Śmierć Polaka w Strefie Gazy i skandaliczne wpisy ambasadora Izraela
W poniedziałek wielkanocny rakieta Izraela spadła na konwój, którym poruszali się wolontariusze organizacji humanitarnej World Central Kitchen (WCK), dostarczający żywność do Strefy Gazy. Zginęło siedem osób, w tym Polak – Damian Soból.
Organizacja przekazała w oświadczeniu wydanym po tragedii, że wolontariusze poruszali się samochodami opancerzonymi i oznakowanymi logo WCK. Mimo to konwój został zaatakowany z powietrza podczas wyjazdu z magazynu Deir al-Balah, gdzie zespół wyładował ponad 100 ton humanitarnej pomocy żywnościowej przywiezionej drogą morską do Gazy.
O ambasadorze Izraela zrobiło się głośno po jego pierwszych reakcjach na tę tragedię, kiedy wśród znacznej liczby wpisów znalazły się również te mówiące o tym, że incydent był zbrodnią wojenną popełnioną przez izraelskich żołnierzy.

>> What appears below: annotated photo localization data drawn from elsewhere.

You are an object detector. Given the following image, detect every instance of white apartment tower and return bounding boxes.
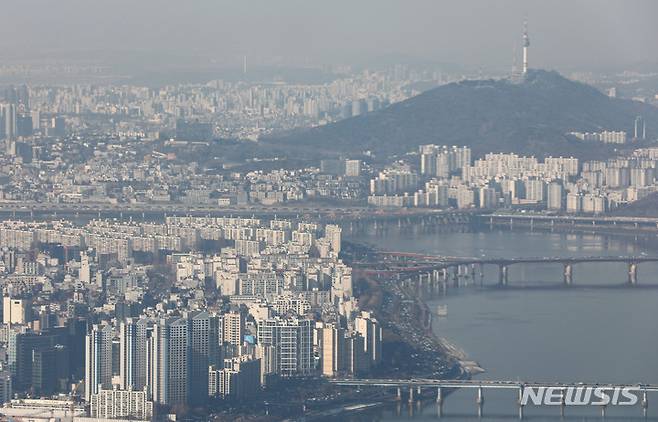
[119,318,150,391]
[222,311,244,347]
[151,317,189,406]
[324,225,342,255]
[354,311,382,365]
[188,311,220,405]
[85,324,114,402]
[257,317,313,376]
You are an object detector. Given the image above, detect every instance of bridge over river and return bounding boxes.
[480,213,658,231]
[330,378,658,418]
[358,253,658,286]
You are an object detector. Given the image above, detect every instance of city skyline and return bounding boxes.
[0,2,657,421]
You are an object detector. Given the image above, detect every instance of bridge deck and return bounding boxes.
[330,379,658,392]
[379,255,658,267]
[485,213,658,225]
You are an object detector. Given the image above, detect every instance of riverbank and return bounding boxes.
[354,268,478,380]
[300,267,481,421]
[340,238,483,381]
[305,269,474,421]
[340,228,658,420]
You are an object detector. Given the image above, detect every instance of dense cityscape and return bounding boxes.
[1,84,657,214]
[1,1,658,422]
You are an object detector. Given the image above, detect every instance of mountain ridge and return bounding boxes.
[264,70,658,159]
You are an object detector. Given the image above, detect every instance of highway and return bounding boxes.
[0,201,460,220]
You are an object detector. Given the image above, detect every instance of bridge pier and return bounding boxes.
[438,269,448,294]
[428,271,436,293]
[499,264,509,286]
[560,389,566,418]
[517,386,525,420]
[628,262,638,285]
[477,386,484,417]
[452,267,459,288]
[642,390,648,417]
[436,387,443,404]
[563,263,573,285]
[396,387,401,401]
[441,268,448,282]
[408,386,414,404]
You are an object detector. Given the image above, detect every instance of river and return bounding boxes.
[345,228,658,421]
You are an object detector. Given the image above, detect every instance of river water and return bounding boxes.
[346,228,658,421]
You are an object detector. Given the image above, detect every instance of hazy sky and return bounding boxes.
[1,0,657,71]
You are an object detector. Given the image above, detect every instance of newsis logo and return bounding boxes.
[520,387,640,406]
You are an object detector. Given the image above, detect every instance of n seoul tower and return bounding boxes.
[522,18,530,75]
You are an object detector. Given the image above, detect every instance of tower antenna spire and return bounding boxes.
[522,17,530,75]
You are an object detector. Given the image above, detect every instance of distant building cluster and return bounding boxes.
[3,78,654,218]
[366,144,658,214]
[569,130,628,144]
[370,164,419,195]
[0,67,429,145]
[419,145,471,178]
[568,116,647,145]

Dyplomata stwierdził wówczas, że "skrajna prawica i lewica w Polsce oskarżają Izrael o umyślne morderstwo we wczorajszym ataku, w skutek którego śmierć ponieśli członkowie organizacji humanitarnej, w tym obywatel Polski". Dalej Liwne uderzył w polityków Konfederacji – Krzysztofa Bosaka i Grzegorza Brauna.
"Wicemarszałek Sejmu i lider Konfederacji Krzysztof Bosak twierdzi, że Izrael popełnia «zbrodnie wojenne» i terroryzuje organizacje humanitarne, aby zagłodzić Palestyńczyków" – napisał ambasador.
"To ten sam Bosak, który do dziś nie zgodził się potępić masakry dokonanej przez Hamas 7 października i którego partyjny kolega, prawicowy ekstremista, zgasił gaśnicą chanukową menorę, którą zapaliliśmy w parlamencie w Warszawie. Wniosek: antysemici zawsze pozostaną antysemitami, a Izrael pozostanie demokratycznym Państwem Żydowskim, które walczy o swoje prawo do istnienia. Również dla dobra całego świata zachodniego" – dodał Liwne.